Rehab Reviews

We the People (Have Been Alcoholics Since the 1700s)

This post was originally published on April 8, 2015.

In 1790, a man named Benjamin Rush, one of the signers of the Declaration of Independence, was a proponent of the temperance movement against alcoholic beverages. This was the old-timey version of the “War on Drugs” and it was just as effective, meaning it was not particularly effective at all.

Not Rushing to Conclusions

Rush drew up an historical chart called the “Moral and Physical Thermometer” that described the dangers of alcoholism. Turns out, the dangers are about the same as they are today and alcohol has been a problem for people for a long time.

Well, of course! Old-timey people don’t want to miss out on all the fun. And why should they? Nothing was more boring than life in the 1800’s. The men wore wigs (hot, itchy) and the women wore corsets (tight, super tight!). Who wouldn’t drink? I like the idea of our nation’s founding fathers working on the Declaration of Independence all day, then high-fiving and heading to a tavern for some drinks, darts and hitting on women who are way out of their league. Then waking up with ye olde hangover, walk of shaming themselves back to Constitution Hall and doing it all over again. All the while, hoping to God the Liberty Bell doesn’t ring.

Look, I Get It

There’s no question that as long as there has been alcohol, there has been a problem with alcohol. Have you ever toured a Natural History Museum? They often have ancient relics from past civilizations. Many are weapons, some are grooming tools, and lots are containers for liquids like this one. My bet is that they were not for carrying fancy water.
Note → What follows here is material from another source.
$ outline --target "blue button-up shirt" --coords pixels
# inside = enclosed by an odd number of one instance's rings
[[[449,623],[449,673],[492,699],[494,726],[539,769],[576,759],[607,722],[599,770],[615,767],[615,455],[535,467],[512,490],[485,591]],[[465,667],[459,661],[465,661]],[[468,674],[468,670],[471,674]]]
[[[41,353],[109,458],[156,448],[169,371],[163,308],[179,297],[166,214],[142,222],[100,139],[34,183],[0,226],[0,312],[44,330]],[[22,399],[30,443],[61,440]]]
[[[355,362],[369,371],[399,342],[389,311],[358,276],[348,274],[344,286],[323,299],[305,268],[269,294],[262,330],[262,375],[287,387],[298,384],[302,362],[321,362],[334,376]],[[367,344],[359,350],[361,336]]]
Ever since people figured out that old fruit ferments to an intoxicating liquid, there was someone daring someone else to drink it all while clapping and chanting, “Chug! Chug! Chug!” No doubt prehistoric man got crazy around the campfire sometimes while drinking Clan of the Cave Beer or sipping Neanderthal-tinis. Even back then, I’m sure someone took it way too far, picked a fight with a T-Rex, tried to ride home on his Brontosaurus, rear-ended a Triceratops, blacked out and then woke up face-down and naked in a neighboring cave, coming to and asking, “Dude, where’s my dinosaur?”
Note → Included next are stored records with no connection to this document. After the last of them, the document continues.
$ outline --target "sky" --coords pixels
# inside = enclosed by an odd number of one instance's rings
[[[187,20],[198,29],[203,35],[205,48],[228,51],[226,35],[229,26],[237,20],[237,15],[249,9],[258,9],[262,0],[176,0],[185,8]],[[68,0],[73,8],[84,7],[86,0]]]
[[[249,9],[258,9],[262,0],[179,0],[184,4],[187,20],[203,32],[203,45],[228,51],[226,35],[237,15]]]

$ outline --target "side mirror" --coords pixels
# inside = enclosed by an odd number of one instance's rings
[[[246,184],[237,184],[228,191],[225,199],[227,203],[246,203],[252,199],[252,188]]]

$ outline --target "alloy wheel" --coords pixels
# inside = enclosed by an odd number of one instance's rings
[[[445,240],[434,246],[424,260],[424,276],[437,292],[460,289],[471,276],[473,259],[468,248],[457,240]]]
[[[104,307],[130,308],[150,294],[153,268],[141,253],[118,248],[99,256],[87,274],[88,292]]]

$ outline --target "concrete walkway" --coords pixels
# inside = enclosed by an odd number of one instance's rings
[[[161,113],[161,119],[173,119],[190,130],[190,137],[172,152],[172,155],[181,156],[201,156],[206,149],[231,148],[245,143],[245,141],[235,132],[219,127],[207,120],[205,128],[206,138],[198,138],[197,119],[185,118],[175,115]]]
Okay, fine, dinosaurs were extinct 66 million years before humans arrived, but that’s not how it was depicted in cartoons growing up and that’s where I got most of my news during my formative years. It’s hard to shake the image.

Holy Men and Nasty Drinks

Alcohol in history isn’t talked about enough. I know what it looks like now, and I’m interested in how different and how similar it’s always been. For instance, Trappist monks are known for making beer. Yes, they are monks. They are holy men of the cloth. But on some level, aren’t they also just bros brewing suds? Do they ever high-five over a great batch? Do they ever at least want to?

I can’t prove it, but I have a strong theory that a lot of Egyptian Hieroglyphs are recipes for cocktails.

Even in Benjamin Rush’s chart in Smithsonian, it lists drinks I’m familiar with and some I’ve never imagined. There’s beer and cider and stuff called “flip” and “shrub.” Flip supposedly made people sick and is listed as a mix of “rum, beer, molasses and eggs.” Of course that made people sick! It makes me sick just to think about it. It’s never a good idea to mix breakfast with alcohol.

Truth is, I can’t always relate to things that have happened in the past. The fashion is unfamiliar and the language is often formal and stilted. But when they talk about old-timey alcohol use, I can see it. I can understand people in the Days of Yore. I’m certain that wherever and whenever alcohol is used, someone is finding a way to abuse it. There is just no putting the brakes on for some of us. And in that way, I completely relate.